La Seine tant de fois dépliée, glisse entre les falaises de craie découpées d'aiguilles ou creusées de grottes. Ici on dit des boves.
Nous sommes en 1659. Un homme fait les cent pas dans la cour du château de la Roche-Guyon. François de la Rochefoucauld médite. L'auteur des Maximes, c'est lui. Mazarin avec qui il a fait le voyage de Paris à ici, lui a dit en plaisantant : "Qui aurait pu croire, il y a seulement huit jours que nous serions dans le même carrosse". Il s’est entendu répondre : "Tout arrive en France ! "
Celui qui aux côtés du prince de Condé fut un des frondeurs les plus ardents, contemple le donjon. Il vient de marier son fils, François, avec Jeanne-Charlotte du Plessis-Liancourt. Le domaine de la Roche-Guyon est entré dans la famille La Rochefoucauld. Il y demeura jusqu’en 1989.
En 1989, la famille de La Rochefoucauld remit son domaine, pour sa sauvegarde entre les mains d’une association rassemblant l’Etat, la commune de la Roche-Guyon, le Conseil régional d’Ile-de-France, le conseil général du Val d’Oise, la Caisse d’Epargne Ile-de-France Nord.
Une importante campagne de travaux fut entreprise et menée à bien. Elle déboucha sur une remise en état et une ouverture au public en 1994 organisée par le conseil général du Val d’Oise.
Comment dans un cadre aussi grandiose pourrait-on être mesquin ?

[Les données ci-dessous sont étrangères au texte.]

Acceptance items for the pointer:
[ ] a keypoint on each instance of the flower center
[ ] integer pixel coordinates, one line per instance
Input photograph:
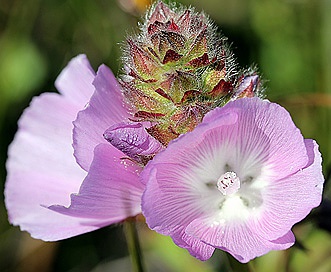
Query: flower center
(228, 183)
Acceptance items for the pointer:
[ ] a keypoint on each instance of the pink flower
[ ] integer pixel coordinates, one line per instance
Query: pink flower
(42, 168)
(238, 182)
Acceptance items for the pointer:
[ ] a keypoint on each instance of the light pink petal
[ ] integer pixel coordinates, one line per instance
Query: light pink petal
(195, 247)
(174, 193)
(133, 140)
(236, 238)
(290, 199)
(111, 192)
(75, 81)
(105, 109)
(265, 134)
(42, 170)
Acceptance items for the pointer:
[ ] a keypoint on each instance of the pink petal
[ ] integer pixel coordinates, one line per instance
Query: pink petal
(75, 81)
(172, 184)
(42, 170)
(133, 140)
(267, 134)
(236, 238)
(195, 247)
(111, 192)
(291, 199)
(105, 108)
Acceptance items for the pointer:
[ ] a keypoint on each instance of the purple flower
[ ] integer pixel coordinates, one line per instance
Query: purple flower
(49, 158)
(238, 182)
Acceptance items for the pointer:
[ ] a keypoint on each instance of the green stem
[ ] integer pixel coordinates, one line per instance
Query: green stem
(132, 239)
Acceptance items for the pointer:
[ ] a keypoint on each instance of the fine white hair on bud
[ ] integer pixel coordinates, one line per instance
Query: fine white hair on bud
(178, 68)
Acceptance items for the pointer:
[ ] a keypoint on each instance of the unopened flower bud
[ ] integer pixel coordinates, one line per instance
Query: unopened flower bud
(178, 69)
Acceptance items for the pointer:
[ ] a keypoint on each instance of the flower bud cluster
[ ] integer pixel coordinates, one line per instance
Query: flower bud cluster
(178, 69)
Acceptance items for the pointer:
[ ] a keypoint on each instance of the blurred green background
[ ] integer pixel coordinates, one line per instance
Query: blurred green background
(290, 42)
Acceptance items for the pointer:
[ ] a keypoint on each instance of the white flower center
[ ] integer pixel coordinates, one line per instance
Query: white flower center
(228, 183)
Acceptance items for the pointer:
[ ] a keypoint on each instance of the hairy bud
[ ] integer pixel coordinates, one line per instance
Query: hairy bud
(177, 69)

L’endroit est sublime. Le donjon taillé en amande, renforcé par son éperon triangulaire, est dressé en sentinelle. Il est doublé pour la défensive d’une première enceinte renforcée avec une seconde enceinte en pointe. Il domine le méandre de la Seine qui coule 100 m plus bas dans la vallée. De l’intérieur du château, on peut aujourd’hui y accéder par un étroit escalier creusé dans la falaise. La nuit, par ciel de lune, la vue est immense, d’où le succès populaire des fameuses Nocturnes de La Roche-Guyon.

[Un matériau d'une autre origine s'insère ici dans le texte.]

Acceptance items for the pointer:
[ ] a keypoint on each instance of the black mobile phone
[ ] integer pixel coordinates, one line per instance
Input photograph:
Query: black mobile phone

Source : d'après l'ouvrage de Claude Danis, Châteaux et manoirs en Val d'Oise, Editions du Valhermeil, 2002.
Impressions estivales (juil - 03)
Qu'on la regarde du haut du donjon ou d'un planeur envolé du plateau de Chérence, la boucle de la Seine est une beauté rare. En ce moment, les jaunes des champs de blé, le bleu rayé du ciel rappellent les toiles de Riopelle, Mitchell, et plus proche de nous François Hilsum.
La nature tout autour renvoie la blancheur des rayons du soleil qui baignent la vallée toute l'année. C'est un petit coin presque méridional (en tout cas tout à fait orienté plein sud !) à quelques kilomètres de Paris où les criquets, grillons et sauterelles campent. Des pinèdes à Moisson, des boves à Haute-Isle et Clachaloze, et un superbe donjon à la Roche-Guyon, aux trois points de la boucle on aime revenir.